1979 Revolution: Black Friday: The Kotaku Review

1979 Revolution: Black Friday: The Kotaku Review

1979 Revolution: Black Friday is a game conceived by people who might not ever be able to go back to their native Iran, because they’re daring to create a document from its history. Yet the primary takeaway from playing the game is a feeling of complicated affection, not bitterness. There’s another side to what we in the West know about Iran, and playing this game is a good way to start learning about it.

Video games have been playing with history and politics for decades now. But big-budget games like Medal of Honor and Call of Duty that have used Middle East wars and insurgencies as the backdrop have come across like money-grubbing tourists who exploit real-world tension for potential sales. In games like these, Iran and other Middle Eastern countries are just exoticised pit stops.

To many in the West, Iran is an indistinct enemy power that seems perpetually embroiled in internal conflict, a country currently led by a volatile leadership with dangerous nuclear ambitions. Outside of unlikely successes like Marjane Satrapi’s graphic novel Persepolis, the personal and historical perspective of actual Iranians doesn’t get a lot play in Western mainstream media. With the majority of headlines focused on top-down oppression, Iran looks like a mess from the outside looking in. But it’s also home to millions of people, many of whom have lived through political crucibles that American, British and French citizens could never imagine. 1979 Revolution‘s mission is to shed light on what it means to bleed and suffer for freedom in one’s home country.

The game opens in 1980 with lead character Reza developing pictures of protests taken in the streets of his homeland. The majority of the game happens in flashback, showing Reza getting pulled into a multi-faction insurgency movement after coming back home from his studies in Germany. The late 1970s saw Iran boil over with near-universal dissatisfaction with Shah Reza Pahlavi, the monarch backed by America and other Western powers. As 1979 Revolution goes on, Reza finds himself entangled in the idealism, suspicion and heartbreak of an underground political protest movement.

Photography is Reza’s superpower. His passion for taking pictures becomes a powerful weapon to help alert the world to oppressive state violence. During certain sequences, players will walk around the environment and take pictures in specific spots. Those shots get collected in a journal where real-world photographs sit next to their in-game recreations. One of 1979‘s bigger successes comes from reconstituting the dangerous context of what it meant to take those photographs. Reza gets battered by police and erstwhile allies alike for the simple act of snapping his lens at what’s happening around him.
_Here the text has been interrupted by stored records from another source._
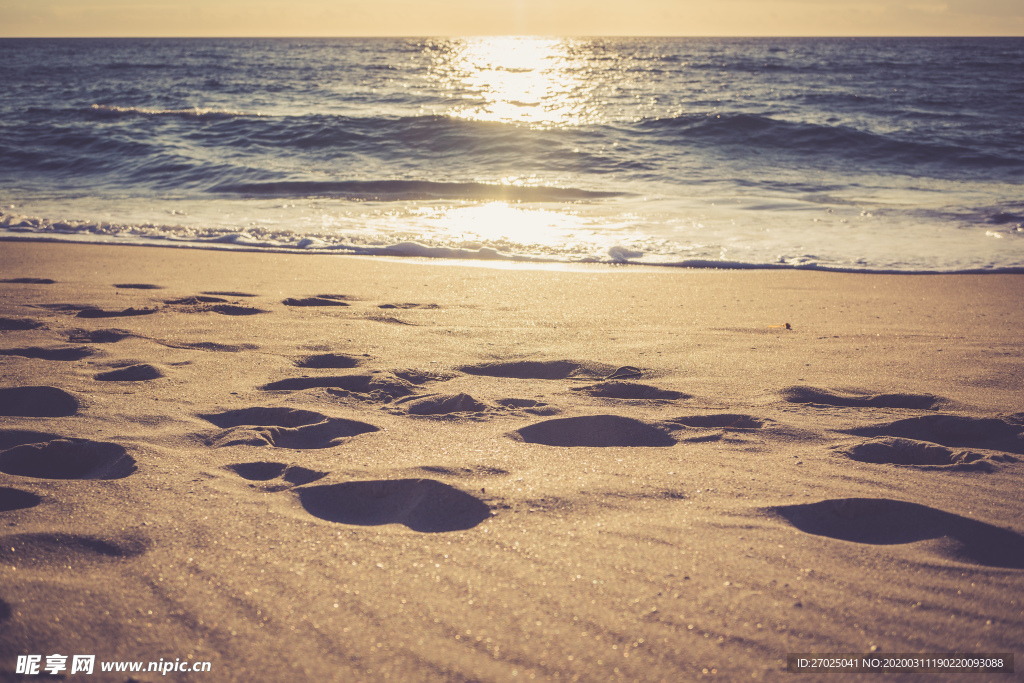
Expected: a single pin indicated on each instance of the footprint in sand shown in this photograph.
(127, 312)
(291, 475)
(212, 304)
(629, 391)
(37, 401)
(15, 499)
(814, 395)
(137, 373)
(328, 360)
(207, 346)
(436, 404)
(422, 505)
(377, 386)
(921, 455)
(29, 281)
(594, 431)
(410, 306)
(884, 522)
(283, 428)
(542, 370)
(953, 431)
(50, 353)
(68, 459)
(17, 324)
(68, 551)
(109, 336)
(318, 300)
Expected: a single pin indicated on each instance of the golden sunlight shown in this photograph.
(536, 81)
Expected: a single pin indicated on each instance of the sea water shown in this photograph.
(873, 155)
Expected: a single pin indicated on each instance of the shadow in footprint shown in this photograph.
(328, 360)
(267, 417)
(15, 499)
(720, 421)
(805, 394)
(138, 373)
(37, 402)
(921, 455)
(883, 522)
(379, 386)
(68, 459)
(445, 404)
(266, 471)
(594, 430)
(12, 437)
(127, 312)
(64, 550)
(283, 428)
(15, 324)
(953, 430)
(55, 353)
(110, 336)
(540, 370)
(318, 300)
(422, 505)
(629, 390)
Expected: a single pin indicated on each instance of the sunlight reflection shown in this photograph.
(535, 81)
(498, 221)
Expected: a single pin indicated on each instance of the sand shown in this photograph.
(316, 468)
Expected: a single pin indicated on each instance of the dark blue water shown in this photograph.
(853, 154)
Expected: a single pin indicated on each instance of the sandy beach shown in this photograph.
(316, 468)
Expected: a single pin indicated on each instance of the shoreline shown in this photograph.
(301, 468)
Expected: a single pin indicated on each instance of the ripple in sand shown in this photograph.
(422, 505)
(806, 394)
(37, 401)
(60, 551)
(68, 459)
(596, 431)
(883, 521)
(15, 499)
(52, 353)
(922, 455)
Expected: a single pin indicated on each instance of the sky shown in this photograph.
(484, 17)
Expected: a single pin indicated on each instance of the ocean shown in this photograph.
(863, 155)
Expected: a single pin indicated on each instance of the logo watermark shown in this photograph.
(53, 665)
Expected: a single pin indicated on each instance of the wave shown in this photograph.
(110, 111)
(412, 190)
(754, 131)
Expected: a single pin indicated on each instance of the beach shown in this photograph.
(302, 467)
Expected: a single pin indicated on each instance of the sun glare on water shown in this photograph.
(534, 81)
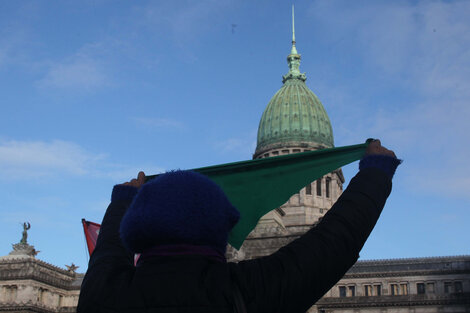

1979 Revolution feels clunky and rough-hewn at times, and it isn’t a graphical stunner by any means. But the music and voice acting are done well enough to pull players into the drama of the movement trying to unseat the corrupt government of Iran. 1979 drives home the human cost of regime change and does a great job of showing what was at stake for the people protesting in the streets of Iran. The game is built on a dialogue choice template that also folds in a few quick-reaction action sequences. It will feel very familiar to anyone who’s played a Telltale game in recent years. The drama here comes from Reza’s personal connections across the disparate sections of the political landscape.

His childhood friend Babak introduces him to the protest movement, and his brother Hossein is a police officer carrying out orders to suppress dissent. Reza’s cousin Ali is a mujahideen soldier who feels that nonviolent demonstrations won’t bring about the change Iran needs. Along the way, Reza’s connections to each of these men shift as he says certain things to them. Players’ choices feel consequential here, impacting the cohesion of both family units and the rank and file of rebellion. Allies and family members get disavowed, go missing or, in one case, get tortured right in front of Reza’s eyes.

I got confused trying to keep track of which faction espoused what belief while playing 1979. That philosophical dizziness feels intentional, meant to replicate the rush of ideas and political messaging swirling around the common Iranian citizen of that era. It’s one thing to know that the regime in power is wrong but it’s another to know which faction should be the one to rule in its stead. 1979‘s creators don’t offer up comforting platitudes or a heartwarming feel-good ending, choosing instead to lean hard on ambiguity and the grim truth of real world facts.

Most importantly, 1979 Revolution doesn’t feel like a corny edutainment game that you’re going to get quizzed on for midterms. It comes across as a political melodrama, grounded with real-world details. Like Never Alone and Papo & Yo, this is video game creation driven by the desire to use the medium to break down cultural barriers. The research and intent poured into 1979 Revolution is palpable. The bits of Farsi sprinkled into the dialogue, insight into the country’s pervasive anti-Americanism and moments where you hear both the dangerous zealotry and peaceful comfort to be found in Islam make the characters and milieu feel three-dimensional. This is a game that can broaden an individual person’s horizons and that of the entire medium, as well. It’s definitely worth your time.